Registration Dossier

Environmental fate & pathways

Bioaccumulation: aquatic / sediment

Currently viewing:

Administrative data

Link to relevant study record(s)

Referenceopen allclose all

Endpoint:
bioaccumulation: aquatic / sediment
Type of information:
calculation (if not (Q)SAR)
Adequacy of study:
weight of evidence
Reliability:
2 (reliable with restrictions)
Rationale for reliability incl. deficiencies:
accepted calculation method
Remarks:
Internationally accepted method, EPI-Suite, EPA (USA)
Principles of method if other than guideline:
Calculation by EPI-Suite, EPA (USA) / BCFWIN v2.17
GLP compliance:
no
Type:
BCF
Value:
598.4
Remarks on result:
other: log Kow used: 5.10 (expkow database)
Validity criteria fulfilled:
not applicable
Conclusions:
The estimated BCF is 598.4 (EPI-Suite, BCFWIN v2.17).
Executive summary:

The estimated BCF is 598.4 (EPI-Suite, BCFWIN v2.17).

Endpoint:
bioaccumulation: aquatic / sediment
Type of information:
experimental study
Adequacy of study:
weight of evidence
Reliability:
3 (not reliable)
Rationale for reliability incl. deficiencies:
other: Test design not equivalent to current standard methods. This study exhibits methodological deficiencies concerning number of exposed test organism and analytical test procedure.
Principles of method if other than guideline:
Experiment A: 14C-phenyl-BHT (5.0 ppm relative to dry weight of soil) was mixed thoroughly with Katano soil (500 g) and placed at the bottom of a glass aquarium. To this was added the standard mineral solution (10 l) and was circulated between the two compartments by a water pump with constant air supply at 25 ± 2 ºC. After 4 days of addition of water, carps were added to the smaller compartment and the whole system was operated for 1, 2 and 4 weeks.

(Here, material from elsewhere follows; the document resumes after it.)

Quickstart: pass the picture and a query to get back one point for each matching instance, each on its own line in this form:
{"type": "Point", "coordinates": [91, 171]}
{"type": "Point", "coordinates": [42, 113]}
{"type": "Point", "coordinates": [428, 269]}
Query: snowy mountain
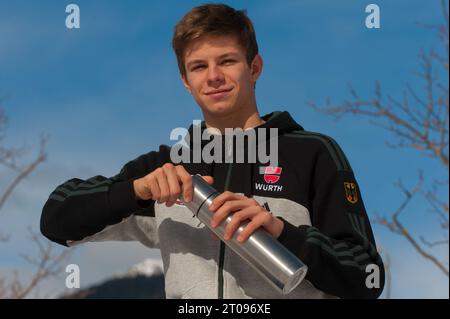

Experiment B: The same soil (500 g) was spread on the bottom of the aquarium and to this was added water (10 l) and then 2 carps. After 1 day, 14C-phenyl-BHT (2.0 ppm to the said water) as an aqueous emulsion (100 ml) with 10 fold amounts of Tween-80 to BHT was added. The whole system was then operated for 1, 2 and 4 weeks and water, fish and soil were sampled.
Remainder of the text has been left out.